Deliveroo’s customers are becoming less loyal due to rising prices, but the company’s expansion of its grocery options has driven customer frequency, according to its CEO, Will Shu. Deliveroo added about 2,000 grocery sites over the last quarter, bringing its total to 18,000. Shu noted that smaller, more frequent grocery purchases have become habitual for people since the company introduced grocery offerings before COVID. Many consumers are seeking out grocery options now as food prices rise, given that meals prepared at home are less expensive than restaurant dining. Grocers are turning to online delivery to retain their customers.
On a call with analysts discussing Deliveroo’s Q4 financial results, Shu said the company had already seen the worst of inflation’s impact on customer habits. Deliveroo’s base of monthly active consumers was down slightly (1%) relative to 2021, with both acquisition and retention impacted. “It’s definitely the less affluent customers that are, for obvious reasons, less engaged with the platform than they were previously,” Shu said. He added that the company expects the trend of smaller, more frequent grocery purchases to continue going forward.
Part of Deliveroo’s push for grocery comes from its Deliveroo Hop ultrafast delivery business, promising fulfillment within minutes from dark stores.

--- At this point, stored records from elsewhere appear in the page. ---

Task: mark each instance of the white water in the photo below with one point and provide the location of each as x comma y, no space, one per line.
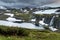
51,23
22,25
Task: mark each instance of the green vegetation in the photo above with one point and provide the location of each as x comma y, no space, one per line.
15,33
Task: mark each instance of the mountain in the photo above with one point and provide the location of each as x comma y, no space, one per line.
24,3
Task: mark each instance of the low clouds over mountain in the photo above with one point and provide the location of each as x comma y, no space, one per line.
16,3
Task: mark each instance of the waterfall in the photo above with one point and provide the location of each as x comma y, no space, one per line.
51,23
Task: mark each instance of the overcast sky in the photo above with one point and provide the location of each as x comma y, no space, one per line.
25,2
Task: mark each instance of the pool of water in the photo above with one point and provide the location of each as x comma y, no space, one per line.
22,25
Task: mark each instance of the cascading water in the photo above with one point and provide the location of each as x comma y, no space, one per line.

However, Shu noted that the economics of the model are tricky, with dark stores working best in densely populated areas where the aggregator already has high penetration, making profitability possible at these sites. He added that the company had achieved four-wall profitability at locations in London and Paris.
Sean Connolly, CEO of consumer-packaged goods (CPG) company Conagra Brands, noted the trend of consumers eating more at home on a call with analysts earlier this month. “There was a trade-down into at-home eating during COVID, and that has not fully reverted to away-from-home, because the prices of away-from-home have gone up so high that it’s a better value to continue to eat in-home, as people are trying to stretch their household balance sheet,” Connolly said. Yet demand for instant convenience remains, and many grocers are noting the need to get online and open up delivery options.